IS THE FUTURE HERE FOR NEUROSTIMULATION FOR HEADACHE?
Check the report in Neurology Reviews March 2015, which is a summary of presentations at the Eighth Annual Winter Conference of the Headache Cooperative of Pacific.
Cefaly is a transcutaneous supraorbital neurostimulator device, indicated in the United States for prevention of migraine. With a physician’s prescription, it can be purchased for around $300. It clips onto the forehead, is battery-powered, and delivers a series of electrical pulses and should be used 20 minutes a day. Almost 40% of patients had a reduction in migraine days per month of at least 50%. About half of the patients were dissatisfied, either because of lack of effect or uncomfortable paraesthesias from the stimulation. It may be increasingly effective with continuous use over months.
Transcranial magnetic stimulation has been approved by the FDA since May 2014 but is not available for general use yet. It has been tested as a preventative device and also to treat each headache. It seems to work only in patients who have migraine with aura. It is a handheld wand-like device and placed close to the skull and patients activate it with 2 pulses within 1 hour of the onset of the visual aura. Data are mostly but not consistently positive in clinical trials.
Vagal nerve stimulation is a new noninvasive technique for cluster headache. It is a device held over the vagal nerve in the left side of the neck. Stimulating that nerve has been shown to be effective in patients with intractable epilepsy. In that disorder, the device is implanted, but with cluster, it is noninvasive. It is designed to treat each attack, rather than as a preventative. One in 4 patients seems to respond and thus would not need injectable sumatriptan or oxygen. The device is approved in Europe and Canada, not in the US at this time.

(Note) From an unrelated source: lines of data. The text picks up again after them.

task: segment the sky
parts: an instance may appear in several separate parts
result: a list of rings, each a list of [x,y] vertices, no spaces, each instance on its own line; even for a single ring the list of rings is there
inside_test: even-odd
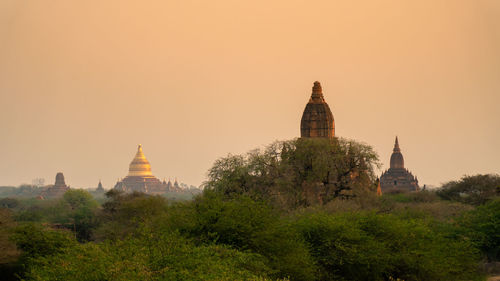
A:
[[[396,135],[421,185],[500,173],[498,0],[1,0],[0,185],[112,188],[139,143],[199,185],[298,137],[315,80],[379,173]]]

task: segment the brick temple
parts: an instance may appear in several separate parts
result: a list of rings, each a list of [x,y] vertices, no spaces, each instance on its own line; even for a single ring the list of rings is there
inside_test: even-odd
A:
[[[418,179],[405,169],[405,161],[399,148],[398,137],[394,143],[389,170],[380,176],[380,188],[382,193],[418,191]]]
[[[300,121],[300,137],[333,138],[335,122],[330,107],[323,96],[321,84],[316,81],[312,88],[311,98],[304,109]]]
[[[67,186],[66,182],[64,181],[63,173],[57,173],[56,174],[56,182],[54,183],[54,185],[48,186],[48,188],[45,189],[40,194],[40,199],[61,197],[68,190],[69,190],[69,186]]]

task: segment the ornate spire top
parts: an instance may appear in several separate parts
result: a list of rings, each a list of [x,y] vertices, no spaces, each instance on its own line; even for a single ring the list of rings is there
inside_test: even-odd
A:
[[[59,172],[56,174],[56,182],[55,182],[54,186],[57,186],[57,187],[65,187],[66,186],[66,182],[64,181],[63,173]]]
[[[394,149],[391,155],[391,169],[404,169],[405,161],[403,154],[401,154],[401,149],[399,148],[398,137],[396,136],[396,141],[394,142]]]
[[[323,89],[321,88],[321,83],[319,83],[319,81],[314,81],[310,102],[325,102]]]
[[[394,142],[394,152],[401,152],[401,149],[399,148],[399,141],[398,141],[398,136],[396,136],[396,141]]]

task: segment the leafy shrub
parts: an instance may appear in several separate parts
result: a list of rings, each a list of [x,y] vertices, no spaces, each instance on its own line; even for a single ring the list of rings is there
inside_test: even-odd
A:
[[[458,225],[489,260],[500,260],[500,199],[465,213]]]
[[[434,223],[434,222],[432,222]],[[320,280],[475,280],[476,250],[425,219],[374,213],[299,217]]]

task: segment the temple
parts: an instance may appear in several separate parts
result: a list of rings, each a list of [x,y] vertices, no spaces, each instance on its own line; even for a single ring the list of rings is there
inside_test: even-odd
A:
[[[162,194],[168,191],[179,191],[180,187],[169,181],[160,181],[151,172],[151,165],[142,152],[142,145],[139,144],[137,153],[130,163],[128,175],[122,180],[118,180],[114,189],[124,192],[144,192],[148,194]]]
[[[46,190],[44,190],[40,196],[41,198],[56,198],[64,195],[66,191],[69,190],[69,186],[66,185],[64,181],[63,173],[56,174],[56,182],[54,185],[50,185]]]
[[[390,168],[380,176],[380,188],[382,193],[419,190],[417,177],[413,176],[408,169],[405,169],[398,137],[396,137],[396,142],[394,143]]]
[[[101,180],[99,180],[99,184],[97,185],[97,188],[95,191],[104,193],[104,187],[102,187]]]
[[[300,137],[335,137],[333,114],[323,97],[323,90],[318,81],[314,82],[311,98],[302,114],[302,120],[300,121]]]

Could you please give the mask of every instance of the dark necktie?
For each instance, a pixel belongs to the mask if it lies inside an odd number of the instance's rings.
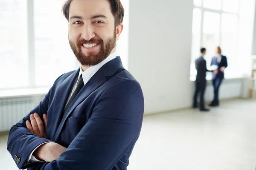
[[[68,102],[67,104],[67,105],[65,107],[65,109],[64,109],[64,111],[63,111],[63,114],[62,114],[63,117],[64,117],[64,115],[66,113],[66,112],[68,109],[68,108],[70,106],[71,103],[73,102],[73,100],[76,98],[76,96],[77,96],[77,94],[79,93],[79,91],[81,91],[81,89],[83,88],[83,87],[84,85],[84,80],[83,80],[83,77],[82,77],[82,75],[80,76],[79,78],[79,79],[78,80],[78,82],[77,83],[77,85],[76,85],[76,89],[75,90],[75,91],[73,93],[70,99],[68,101]]]

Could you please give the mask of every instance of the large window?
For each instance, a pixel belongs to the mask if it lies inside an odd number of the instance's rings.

Occipital nerve stimulation has been used for years. It is well established that occipital nerve blocks with local anesthetics can block cluster headaches, and these injections can be given every several days until the standard oral medications start to work. There is also an implantable occipital nerve stimulator that gives continuous pulses to the occipital nerves, presumably blocking their activation. This technique is unlikely to be widely used because there are problems with electrode migration, cable discomfort, muscle spasms, infection, battery depletion.
Deep brain stimulation consists of various techniques, targeted at different disorders, mainly Parkinson’s. It is also used to treat intractable cluster headaches, with stimulation targeted at the hypothalamus. It seems effective but should be considered a “last resort,” as there are significant risks, including cerebral hemorrhage and stroke.